Unit SCRAM Code RX CRIT Initial PWR Initial RX Mode Current PWR Current RX Mode
1 N Y 100 Power Operation 100 Power Operation
2 N Y 100 Power Operation 100 Power Operation

Event Text

NOTIFICATION OF UNUSUAL EVENT - SECURITY CONDITION THAT DOES NOT INVOLVE HOSTILE ACTION

A security condition that does not involve a hostile action was reported by the Diablo Canyon security watch commander.

At 1443 PST on 1/14/16, Diablo Canyon declared an Unusual Event, due to an unauthorized person in the Owner Controlled Area.

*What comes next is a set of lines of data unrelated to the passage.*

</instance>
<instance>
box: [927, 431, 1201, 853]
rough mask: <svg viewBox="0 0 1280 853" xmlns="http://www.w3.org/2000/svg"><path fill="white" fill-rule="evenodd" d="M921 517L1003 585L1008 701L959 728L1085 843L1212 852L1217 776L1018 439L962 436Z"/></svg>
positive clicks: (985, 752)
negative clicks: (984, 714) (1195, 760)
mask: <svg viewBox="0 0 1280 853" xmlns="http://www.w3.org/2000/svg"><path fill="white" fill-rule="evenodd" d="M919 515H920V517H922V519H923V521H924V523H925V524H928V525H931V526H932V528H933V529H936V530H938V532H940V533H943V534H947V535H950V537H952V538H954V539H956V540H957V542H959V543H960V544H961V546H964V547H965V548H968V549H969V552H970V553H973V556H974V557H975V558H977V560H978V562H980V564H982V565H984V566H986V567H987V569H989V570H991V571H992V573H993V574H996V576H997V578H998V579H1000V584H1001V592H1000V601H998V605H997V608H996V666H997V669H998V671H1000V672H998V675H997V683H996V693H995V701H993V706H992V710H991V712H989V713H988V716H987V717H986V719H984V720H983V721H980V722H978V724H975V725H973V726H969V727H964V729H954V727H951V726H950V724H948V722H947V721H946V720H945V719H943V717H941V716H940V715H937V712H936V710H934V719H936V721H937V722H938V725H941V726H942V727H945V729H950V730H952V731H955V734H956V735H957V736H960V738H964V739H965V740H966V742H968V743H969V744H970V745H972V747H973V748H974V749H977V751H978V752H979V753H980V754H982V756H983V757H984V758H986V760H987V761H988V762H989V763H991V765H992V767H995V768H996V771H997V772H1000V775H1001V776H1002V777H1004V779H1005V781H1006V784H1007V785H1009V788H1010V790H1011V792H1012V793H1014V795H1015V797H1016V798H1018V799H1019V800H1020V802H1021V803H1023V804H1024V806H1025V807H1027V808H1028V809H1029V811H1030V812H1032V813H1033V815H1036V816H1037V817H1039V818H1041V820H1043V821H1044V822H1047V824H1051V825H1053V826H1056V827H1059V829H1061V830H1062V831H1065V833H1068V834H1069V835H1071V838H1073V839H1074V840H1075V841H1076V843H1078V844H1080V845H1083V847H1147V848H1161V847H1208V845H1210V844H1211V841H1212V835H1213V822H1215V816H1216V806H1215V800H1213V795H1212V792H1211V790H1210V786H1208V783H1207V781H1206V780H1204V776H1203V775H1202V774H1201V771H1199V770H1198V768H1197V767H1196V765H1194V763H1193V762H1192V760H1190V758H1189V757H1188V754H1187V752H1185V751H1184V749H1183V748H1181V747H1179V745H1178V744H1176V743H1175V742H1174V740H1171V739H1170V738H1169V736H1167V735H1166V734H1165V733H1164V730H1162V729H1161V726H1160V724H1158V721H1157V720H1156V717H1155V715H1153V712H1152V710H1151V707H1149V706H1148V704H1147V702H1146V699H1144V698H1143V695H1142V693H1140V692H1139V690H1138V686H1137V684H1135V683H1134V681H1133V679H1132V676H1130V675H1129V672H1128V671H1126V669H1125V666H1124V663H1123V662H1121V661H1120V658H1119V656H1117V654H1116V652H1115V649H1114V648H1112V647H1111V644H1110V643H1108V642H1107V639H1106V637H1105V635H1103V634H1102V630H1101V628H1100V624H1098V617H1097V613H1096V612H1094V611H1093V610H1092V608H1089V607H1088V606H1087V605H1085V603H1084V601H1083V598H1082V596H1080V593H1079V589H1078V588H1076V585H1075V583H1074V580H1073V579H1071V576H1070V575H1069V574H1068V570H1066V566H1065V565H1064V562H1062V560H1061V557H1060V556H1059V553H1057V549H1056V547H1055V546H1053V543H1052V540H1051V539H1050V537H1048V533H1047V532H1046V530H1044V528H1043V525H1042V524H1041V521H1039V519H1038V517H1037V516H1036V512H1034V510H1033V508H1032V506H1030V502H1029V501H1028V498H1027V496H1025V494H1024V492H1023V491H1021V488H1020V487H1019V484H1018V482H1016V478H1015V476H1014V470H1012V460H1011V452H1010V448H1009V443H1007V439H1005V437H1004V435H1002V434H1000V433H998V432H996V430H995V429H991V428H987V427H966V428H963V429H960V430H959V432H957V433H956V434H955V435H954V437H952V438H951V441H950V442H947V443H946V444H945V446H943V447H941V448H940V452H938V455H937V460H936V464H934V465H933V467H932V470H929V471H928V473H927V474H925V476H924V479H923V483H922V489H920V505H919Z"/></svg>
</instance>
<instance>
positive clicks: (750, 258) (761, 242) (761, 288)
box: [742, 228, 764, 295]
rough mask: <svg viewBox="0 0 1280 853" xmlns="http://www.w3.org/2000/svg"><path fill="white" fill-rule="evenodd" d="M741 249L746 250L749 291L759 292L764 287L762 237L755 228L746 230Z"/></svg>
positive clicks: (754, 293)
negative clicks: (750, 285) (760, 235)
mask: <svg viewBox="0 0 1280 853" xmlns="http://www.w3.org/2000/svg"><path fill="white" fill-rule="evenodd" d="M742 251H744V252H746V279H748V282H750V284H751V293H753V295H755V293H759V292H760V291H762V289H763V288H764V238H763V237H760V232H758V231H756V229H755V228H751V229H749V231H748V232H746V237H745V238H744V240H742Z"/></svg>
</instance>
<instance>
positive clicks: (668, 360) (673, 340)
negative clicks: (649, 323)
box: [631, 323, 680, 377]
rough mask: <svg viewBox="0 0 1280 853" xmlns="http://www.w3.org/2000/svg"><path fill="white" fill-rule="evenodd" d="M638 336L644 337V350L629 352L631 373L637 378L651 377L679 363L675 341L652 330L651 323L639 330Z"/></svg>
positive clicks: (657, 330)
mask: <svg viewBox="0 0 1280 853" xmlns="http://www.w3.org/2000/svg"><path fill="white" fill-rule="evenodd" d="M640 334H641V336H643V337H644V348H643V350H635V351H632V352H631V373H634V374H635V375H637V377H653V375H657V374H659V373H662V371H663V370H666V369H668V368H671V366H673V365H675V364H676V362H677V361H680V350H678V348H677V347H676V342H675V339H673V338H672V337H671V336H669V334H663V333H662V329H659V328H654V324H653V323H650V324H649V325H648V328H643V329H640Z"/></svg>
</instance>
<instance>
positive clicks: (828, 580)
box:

Site Security was dispatched and assistance was requested from the local Sheriff's Department. The individual was apprehended.

At 1602 PST on 1/14/16, Diablo Canyon terminated the Unusual Event after the individual was apprehended and placed in custody of local law enforcement. Diablo Canyon remained at 100 percent power for the duration of the event. No radiological release has occurred and all radiation levels are normal on both units. A press release is planned.

The licensee has notified the NRC Resident Inspector and state and local authorities.

Notified FEDS (DHS SWO, FEMA Ops, DHS NICC, and NuclearSSA via email.)